I concentrate on picking fluorescent green goo off the back of my calves. I'm starting to better understand my mother not telling me things. Because sharing secrets can be as much of a burden as keeping them.

“Azra.” Henry nudges my chin to force me to meet his now, predictably, worried eyes.

“It's not a big deal, really. It's just that the jail I was telling you about? If I … if a Jinn messes up? Supposedly it's less tiny cells and orange jumpsuits and more pitch-black caves and dungeons full of rats.”

He cocks his head.

“They take your greatest fear and make you live it.”

Before his jaw falls into his lap, I add, “Don't worry, mine will just be a pantry stocked with nothing but salt-cured meat and fish.”

Henry flips his sunglasses to the top of his head. “It's not a joke, Azra.”

“Well, it was, just maybe not a good one.”

He stands up and crosses his arms over his chest. “I thought you were taking this more seriously.”

I rise to my feet to look him in the eye. “I am.” I spin my bronze bangle. “This makes sure I am.” My lip chooses this moment to quiver, and I bite down. Hard.

“It's okay to be afraid, Az.”

As I turn to watch the incoming tide, I'm overwhelmed with a sinking feeling. A flash of someone saying the same words in this exact same place skips through my head so quickly I can't grab hold. It's followed by an image of my mother, younger, tanned, and smiling, kneeling on the sand, facing the water. Facing me in the water. Her look so loving, so intensely happy, I can't place it.

Instinctively, I jump off the rock. My feet move toward the ocean, and my body goes farther, deeper in, hoping my mind will follow and let me reclaim this memory, this figment of my imagination, whatever it is. Without me realizing it, my feet no longer reach the sandy bottom and my body is so numb, I start to descend. But Henry's there to pull me back up.

He wraps his arm around my waist and propels me out of the water so fast it feels like apporting. But it's just plain, old, normal brawn that sets me back down on the toasty black rock baked by the sun.
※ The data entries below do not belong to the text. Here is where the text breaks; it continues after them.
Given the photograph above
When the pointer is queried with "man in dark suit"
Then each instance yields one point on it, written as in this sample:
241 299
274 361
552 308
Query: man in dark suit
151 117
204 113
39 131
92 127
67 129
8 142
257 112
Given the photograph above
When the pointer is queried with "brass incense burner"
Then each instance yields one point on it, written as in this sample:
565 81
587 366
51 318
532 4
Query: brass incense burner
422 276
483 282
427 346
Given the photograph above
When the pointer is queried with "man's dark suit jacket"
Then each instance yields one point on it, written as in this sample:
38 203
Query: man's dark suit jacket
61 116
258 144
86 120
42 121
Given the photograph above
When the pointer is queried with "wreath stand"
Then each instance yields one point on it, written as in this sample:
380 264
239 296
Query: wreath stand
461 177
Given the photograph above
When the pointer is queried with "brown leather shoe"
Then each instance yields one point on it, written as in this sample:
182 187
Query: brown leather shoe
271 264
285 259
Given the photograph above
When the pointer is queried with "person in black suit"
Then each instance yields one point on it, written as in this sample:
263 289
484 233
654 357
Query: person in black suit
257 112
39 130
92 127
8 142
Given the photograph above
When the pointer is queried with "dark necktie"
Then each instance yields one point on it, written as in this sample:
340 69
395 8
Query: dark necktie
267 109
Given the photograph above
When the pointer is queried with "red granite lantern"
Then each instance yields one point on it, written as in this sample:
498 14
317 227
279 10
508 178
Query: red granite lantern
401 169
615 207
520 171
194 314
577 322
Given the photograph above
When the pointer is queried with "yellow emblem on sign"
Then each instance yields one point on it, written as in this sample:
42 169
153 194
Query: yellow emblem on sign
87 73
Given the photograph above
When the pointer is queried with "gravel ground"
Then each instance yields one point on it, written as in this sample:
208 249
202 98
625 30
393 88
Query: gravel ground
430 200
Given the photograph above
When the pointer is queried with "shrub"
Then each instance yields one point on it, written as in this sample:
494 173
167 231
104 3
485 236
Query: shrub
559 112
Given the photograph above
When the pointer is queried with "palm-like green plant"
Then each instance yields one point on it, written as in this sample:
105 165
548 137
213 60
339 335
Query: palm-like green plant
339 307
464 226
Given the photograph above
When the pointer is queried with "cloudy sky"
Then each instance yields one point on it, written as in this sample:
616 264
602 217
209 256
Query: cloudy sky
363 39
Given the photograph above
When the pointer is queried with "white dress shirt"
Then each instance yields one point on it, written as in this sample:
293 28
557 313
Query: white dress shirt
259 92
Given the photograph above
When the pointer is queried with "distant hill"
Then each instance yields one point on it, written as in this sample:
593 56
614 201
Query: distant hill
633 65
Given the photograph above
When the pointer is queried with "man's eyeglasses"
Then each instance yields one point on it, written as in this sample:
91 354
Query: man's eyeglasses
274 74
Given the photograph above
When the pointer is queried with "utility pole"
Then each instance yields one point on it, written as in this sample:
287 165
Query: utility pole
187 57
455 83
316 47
My teeth clank against one another. “N-n-n-need to w-w-w-arm u-p-p-p.”

He reaches for his shirt, which is still drenched. Dropping it, he crouches in front of me and places a hand on each of my upper arms. He rubs until the friction stops my teeth from chattering.

“What was that?” he asks, freaked out.

“Not really sure.”

He points to my foot. “You're bleeding. You must have hit a rock or a shell.”

Surprised, I look down and wipe the trail of blood off my ankle. “It's okay. My mom can heal me later.”

Henry falls back. “What?” His hands rummage through his wet hair as if looking for something he lost. “Your mom … she can heal?”

Jenny, he's thinking of Jenny.

My stomach drops. “Only fellow Jinn. Not humans. Not … Jenny.”